Extended investigations have led Hale to the conclusion that the sun itself is a magnet, with its poles situated at or near the poles of rotation. In this respect the sun resembles the earth, which has long been known to be a magnet. The sun's axial rotation permits investigation of the magnetic phenomena of all parts of its surface, so that ultimately the exact position of the sun's magnetic poles and the intensity of the field at different levels in the solar atmosphere will be ascertained. Schuster is of the opinion that not only the sun and earth, but every star, and perhaps every rotating body, becomes a magnet by virtue of its rotation. Hale is confident that the 100-inch reflector will permit the test for magnetism to be applied to a few of the stars.

The sun can be observed at Mount Wilson on at least nine-tenths of all the days in the year, and a daily record of the polarities of all spots with the 150-foot tower telescope is a part of the routine. A method has been devised for classifying sun spots on the basis of their magnetic properties, and more than a thousand spots have already been so classified. About 60 per cent of all sun spots are found to be binary groups, the single or multiple members of which are of opposite magnetic polarity. Unipolar spots are very seldom observed without some indication of the characteristics of bipolar groups. These are usually exhibited in the form of flocculi following the spot. The bipolar spot seems to be the dominant type, and the unipolar type a variant of it.

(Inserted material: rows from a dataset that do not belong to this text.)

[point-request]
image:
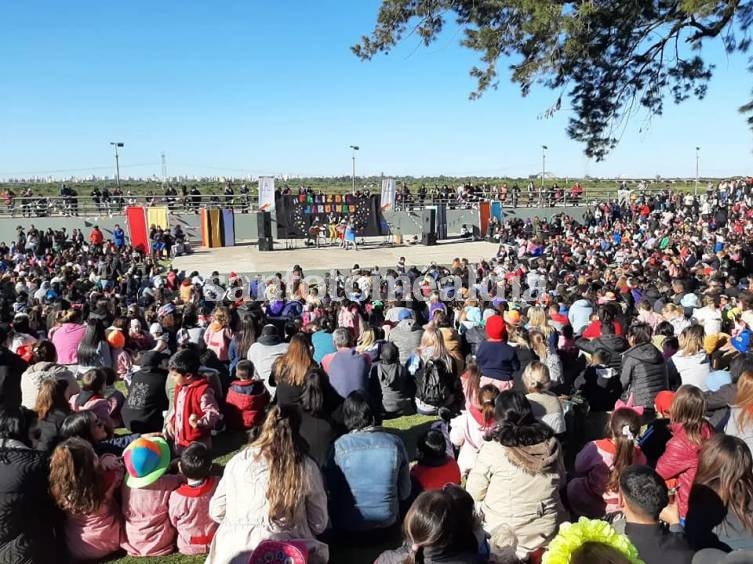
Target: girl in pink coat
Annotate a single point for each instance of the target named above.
(84, 487)
(468, 429)
(593, 492)
(189, 504)
(145, 494)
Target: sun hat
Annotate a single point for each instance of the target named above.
(145, 460)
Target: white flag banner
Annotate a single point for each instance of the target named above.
(388, 193)
(266, 193)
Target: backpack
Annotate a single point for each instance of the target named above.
(433, 383)
(284, 552)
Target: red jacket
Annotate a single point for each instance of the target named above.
(96, 237)
(245, 404)
(194, 391)
(680, 462)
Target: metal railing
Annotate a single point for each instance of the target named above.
(87, 206)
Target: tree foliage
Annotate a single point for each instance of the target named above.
(603, 58)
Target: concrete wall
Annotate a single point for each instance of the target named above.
(405, 222)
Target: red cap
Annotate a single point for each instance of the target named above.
(664, 401)
(495, 328)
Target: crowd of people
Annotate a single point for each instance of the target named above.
(588, 394)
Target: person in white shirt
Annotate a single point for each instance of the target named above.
(709, 316)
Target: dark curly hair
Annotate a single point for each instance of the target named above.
(516, 426)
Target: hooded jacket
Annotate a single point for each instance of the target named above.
(33, 377)
(391, 381)
(519, 487)
(580, 315)
(644, 374)
(612, 345)
(680, 461)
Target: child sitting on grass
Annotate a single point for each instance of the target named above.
(246, 400)
(189, 504)
(145, 494)
(194, 412)
(435, 468)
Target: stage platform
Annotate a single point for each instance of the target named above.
(247, 259)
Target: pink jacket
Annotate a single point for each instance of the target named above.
(66, 340)
(587, 492)
(189, 514)
(467, 431)
(148, 529)
(679, 463)
(98, 534)
(218, 341)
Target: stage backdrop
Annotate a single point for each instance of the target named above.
(296, 214)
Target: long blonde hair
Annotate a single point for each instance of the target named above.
(744, 400)
(366, 340)
(539, 345)
(433, 340)
(537, 321)
(281, 446)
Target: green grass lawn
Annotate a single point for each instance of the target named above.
(227, 444)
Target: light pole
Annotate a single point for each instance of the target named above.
(544, 149)
(355, 148)
(117, 144)
(697, 161)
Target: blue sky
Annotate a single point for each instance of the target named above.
(250, 87)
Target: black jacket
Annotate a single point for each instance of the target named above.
(147, 399)
(612, 346)
(11, 368)
(47, 431)
(657, 545)
(644, 374)
(28, 516)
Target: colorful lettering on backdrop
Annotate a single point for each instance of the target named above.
(296, 214)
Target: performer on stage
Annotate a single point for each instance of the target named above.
(341, 233)
(350, 235)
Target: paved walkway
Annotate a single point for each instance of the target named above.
(247, 259)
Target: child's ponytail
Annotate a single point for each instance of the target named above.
(624, 426)
(487, 397)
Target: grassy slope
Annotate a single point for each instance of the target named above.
(409, 428)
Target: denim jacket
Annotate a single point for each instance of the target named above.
(367, 477)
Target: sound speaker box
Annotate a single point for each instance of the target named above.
(266, 244)
(264, 224)
(429, 221)
(429, 239)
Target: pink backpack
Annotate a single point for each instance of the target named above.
(284, 552)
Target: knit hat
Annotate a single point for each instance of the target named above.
(165, 310)
(663, 401)
(512, 317)
(495, 328)
(146, 460)
(404, 314)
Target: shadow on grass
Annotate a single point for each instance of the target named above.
(409, 429)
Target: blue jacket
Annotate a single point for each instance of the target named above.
(367, 476)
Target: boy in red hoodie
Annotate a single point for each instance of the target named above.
(246, 400)
(195, 410)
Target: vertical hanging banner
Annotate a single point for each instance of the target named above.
(388, 194)
(266, 193)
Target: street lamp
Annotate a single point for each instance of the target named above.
(697, 161)
(355, 148)
(117, 144)
(544, 149)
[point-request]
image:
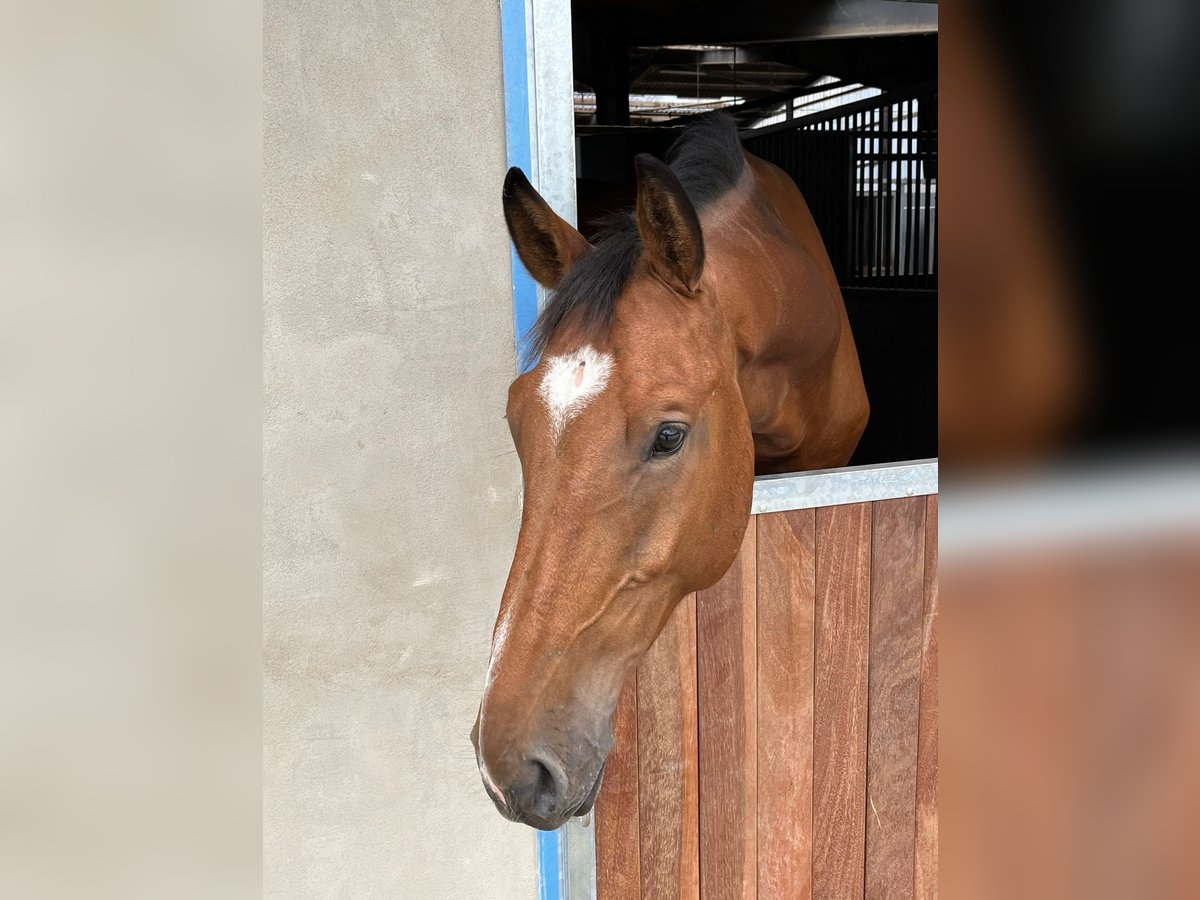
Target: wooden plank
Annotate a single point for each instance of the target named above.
(618, 843)
(786, 589)
(726, 684)
(839, 700)
(925, 869)
(898, 579)
(669, 773)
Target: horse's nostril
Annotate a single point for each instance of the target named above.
(537, 793)
(546, 786)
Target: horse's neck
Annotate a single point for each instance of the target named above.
(783, 306)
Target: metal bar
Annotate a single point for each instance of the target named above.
(858, 106)
(894, 187)
(858, 201)
(911, 250)
(834, 487)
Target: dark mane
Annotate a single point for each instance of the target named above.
(707, 160)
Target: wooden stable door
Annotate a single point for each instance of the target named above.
(780, 737)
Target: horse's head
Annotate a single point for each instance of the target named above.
(637, 461)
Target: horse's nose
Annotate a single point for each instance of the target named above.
(535, 791)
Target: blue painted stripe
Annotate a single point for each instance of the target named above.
(549, 869)
(516, 132)
(525, 300)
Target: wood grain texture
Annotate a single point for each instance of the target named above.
(786, 591)
(898, 577)
(727, 689)
(839, 700)
(669, 805)
(925, 869)
(618, 841)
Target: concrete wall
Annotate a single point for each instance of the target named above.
(390, 490)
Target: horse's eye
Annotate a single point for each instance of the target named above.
(669, 439)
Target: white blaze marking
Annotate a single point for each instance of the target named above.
(571, 382)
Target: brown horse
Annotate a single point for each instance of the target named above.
(700, 340)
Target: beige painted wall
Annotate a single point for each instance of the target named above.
(390, 491)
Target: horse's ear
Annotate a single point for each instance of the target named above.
(546, 244)
(667, 222)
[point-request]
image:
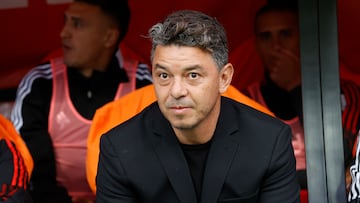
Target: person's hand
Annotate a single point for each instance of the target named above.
(286, 70)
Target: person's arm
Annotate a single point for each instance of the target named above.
(143, 76)
(13, 176)
(30, 117)
(280, 182)
(354, 188)
(111, 179)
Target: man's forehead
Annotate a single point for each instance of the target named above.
(79, 9)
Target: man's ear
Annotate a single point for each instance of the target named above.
(226, 74)
(111, 38)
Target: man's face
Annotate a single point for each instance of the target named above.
(187, 85)
(84, 35)
(277, 37)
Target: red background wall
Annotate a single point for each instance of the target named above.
(29, 34)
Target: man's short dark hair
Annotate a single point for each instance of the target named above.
(118, 10)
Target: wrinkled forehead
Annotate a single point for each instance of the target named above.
(82, 10)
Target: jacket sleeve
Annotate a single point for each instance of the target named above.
(30, 118)
(111, 179)
(13, 176)
(280, 183)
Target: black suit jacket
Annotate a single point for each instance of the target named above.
(250, 160)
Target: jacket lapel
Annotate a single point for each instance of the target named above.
(172, 159)
(221, 154)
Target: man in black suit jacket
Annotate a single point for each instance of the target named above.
(193, 145)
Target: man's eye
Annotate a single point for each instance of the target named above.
(193, 75)
(76, 23)
(163, 75)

Although devised for quite another purpose, that of photographing the hydrogen prominences on the limb of the sun, the spectroheliograph has contributed very effectively to many departments of solar research. The prominences are dull reddish cloudlets that were first seen during total eclipses of the sun. Probably Vassenius, a Swedish astronomer, during the total eclipse of 1733, made the earliest record of them, as pinkish clouds quite detached from the edge of the moon; and in that day, when it had not yet been proved that the moon was without atmosphere, he naturally thought they belonged to the moon, not the sun. Undoubtedly Ulloa, a Spanish admiral, also saw the prominences in observing the total eclipse of 1778; but they seem to have attracted little attention till 1842, when a very important total eclipse was central throughout Europe, and observed with great care by many of the eminent astronomers of all countries.

So different did the prominences appear to different eyes, and so many were the theories as to what they were, that no general consensus of opinion was reached, and some thought them no part of either sun or moon, but a mere mirage or optical illusion. But at the return of this eclipse in 1860, photography was employed so as to demonstrate beyond a shadow of doubt the real existence and true solar character of the prominences. By the slow progress of the moon across the sun and the prominences on the edge, a unique series of photographs by De la Rue showed the moon's edge gradually cutting off the prominences piecemeal on one side of the sun, and equally gradually uncovering them on the opposite side.

The prominences, then, were known to be real phenomena of the sun, some of them disconnectedly floating in his atmosphere, as if clouds. Their forms did not vary rapidly, they were very abundant, and their light was so rich in rays of great photographic intensity that many were caught on the plate which the eye failed to see; they appeared at every part of the sun's limb and their height above it indicated that they must be many thousand miles in actual dimension. What they were, however, remained an entire mystery, and no one even thought it possible to find out what their chemical constitution might be or to measure the speed with which they moved.